TCPA (was Re:64 bit chips R cool . . .

[ultrabot]

but I'll be buying them if and only if they don't include TCPA/Palladium/Trusted PC Platform/Name of lockdown scheme of the week.

I dunno, TCPA seems kinda cool & useful. It doesn't lock down anything, it is basically just a way to encrypt/decrypt data without having the keys on a local file system (i.e. keys are stored on a black-box hardware). Spreading popularity of TCPA might also render Palladium and other DRM methods worthless. TCPA != DRM. Some IBM articles reported on /. a while ago clarified this point quite a bit.

With TCPA, *you* would hold all the keys (since you can access your own hardware, hopefully), and no centralized entity (*cough* ms *cough*) would have anything to say about it.
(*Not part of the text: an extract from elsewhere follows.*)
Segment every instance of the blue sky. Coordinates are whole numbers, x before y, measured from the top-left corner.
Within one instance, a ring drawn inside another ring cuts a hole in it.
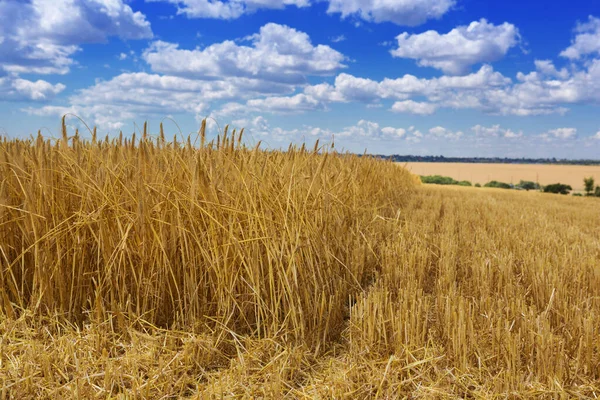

Re:Processors like businesses

[RoLi]

What will make it collapse? [..] A completely new, simpler software design paradigm?

Exactly. OpenSource.

Linux runs on all major and most minor CPU-architectures out there. With Linux rapidly emerging as the standard (just forget about your stupid Winmodem, take a step back, take a deep breath and look at the big picture: *ALL* major chipmakers are supporting Linux from day 1. (IBM, AMD, Intel) Linux runs on everything from mainframes to embedded systems. Microsoft is still dominating the desktop, but on the desktop, there are already several signs of weakness: Linux becoming the standard-OS for 3d-modelling desktops is just one, Linux being adopted by a lot of governements another.), binary-backwards-compatibility will soon become much less important than it used to be and the way will be free for real new, real innovative CPU architectures.

Re:I shouldn't reply to my own posts...

[p3d0]

Yep, the extra registers are fantastic. It's about time.

There's more to this chip than that, too. The HyperTransport bus architecture they have created is very cool. Cheap, fast, and scalable for medium-sized SMP boxes. And 64-bit addressability, despite your assertion, is indeed useful today for servers, which routinely hit the 4GB barrier.

Backward compatibility is important, not only for existing software, but for existing compilers. Supporting long mode is nearly trivial. Just add the REX prefix in the appropriate places, remove deprecated instructions, support RIP addressing, and implement the ABI. Ok, that sounds like a lot, but compared to IA64 it's a cinch.

I'm under NDA, so I can't say much more, but I really like this architecture, and I want to get a dual myself for home use.